Il sostegno a progetti di car pooling ovvero di trasporto privato collettivo.
La promozione della mobilità ciclabile con la creazione di una rete organica di piste ciclabili urbane.
Il coordinamento dei percorsi e del numero delle corse con i Comuni limitrofi soprattutto con quelli collinari
L'estensione delle aree pedonali chiuse al traffico e la messa in sicurezza dei percorsi pedonali.
Nel contempo va diffusa la cultura della vivibilità della città, dello star bene, della prevenzione.
Devono essere compiute scelte urbanistiche coerenti con questo obiettivo, che privilegino la mobilità sostenibile ciclo pedonale e con mezzo pubblico.
In questo quadro a sostegno di quanto detto
I VERDI VERSO LA COSTITUENTE ECOLOGISTA chiedono che:
* il progetto Liberobus venga mantenuto e potenziato nelle corse e nelle aree interessate, che sia aperto a tutti i cittadini di ogni età , ai turisti e comunque a chiunque si trovi nel territorio della città.

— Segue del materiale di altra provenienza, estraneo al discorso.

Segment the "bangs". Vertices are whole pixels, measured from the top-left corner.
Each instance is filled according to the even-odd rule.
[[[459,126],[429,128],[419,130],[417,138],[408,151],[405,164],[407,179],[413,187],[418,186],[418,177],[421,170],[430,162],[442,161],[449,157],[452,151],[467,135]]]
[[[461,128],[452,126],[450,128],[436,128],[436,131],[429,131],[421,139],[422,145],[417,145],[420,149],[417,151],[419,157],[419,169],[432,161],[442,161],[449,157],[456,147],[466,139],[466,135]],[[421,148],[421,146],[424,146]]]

Poter usufruire del trasporto pubblico senza formalismi burocratici sicuramente avvicina i cittadini ad una mobilità sostenibile che fa bene alla salute ed alla qualità della vita.

* La circolazione dei mezzi pubblici deve essere favorita creando ove possibile percorsi prioritari per i bus, sensi unici per i mezzi privati e corsie preferenziali per quelli pubblici. Per la mobilità nei centri urbani si propone di rimettere in servizio i bus elettrici.
* E’ quanto mai urgente pensare ad un progetto specifico per sviluppare l'uso della biclicletta con azioni concrete e il coinvolgimento delle associazioni interessate alla cultura della mobilità urbana ciclabile. Il Progetto CO2ZERO proposto dall'associazione BICINCITTA' con il contributo della Fondazione Cariplo del 60% rappresenta una grande opportunità da sperimetare sul territorio, una proposta culturale per sensibilizzare i cittadini all'uso urbano della bicicletta.
* la Provincia affronti la questione del coordinamento tra i Comuni per la manutenzione delle piste ciclabili ( manutenzione ordinaria, banchine di sosta attrezzate, segnalazioni corrette e visibili , campagna d’ informazione).
Una particolare attenzione merita la situazione del trasporto ferroviario che versa in una situazione di crescente degrado:
-
- I treni regionali, utilizzati da centinaia di pendolari, versano in una situazione di fatiscenza, di mancanza di manutenzione e pulizia che certamente non invogliano gli utenti all’uso del mezzo pubblico.
- Al mattino quasi tutti i treni si fermano a Milano P. Garibaldi e non arrivano alla stazione Centrale.
E’ necessario pertanto un impegno determinato delle autorità locali per affrontare in modo risolutivo le gravi carenze e le disfunzioni del trasporto pubblico ferroviario nella nostra città.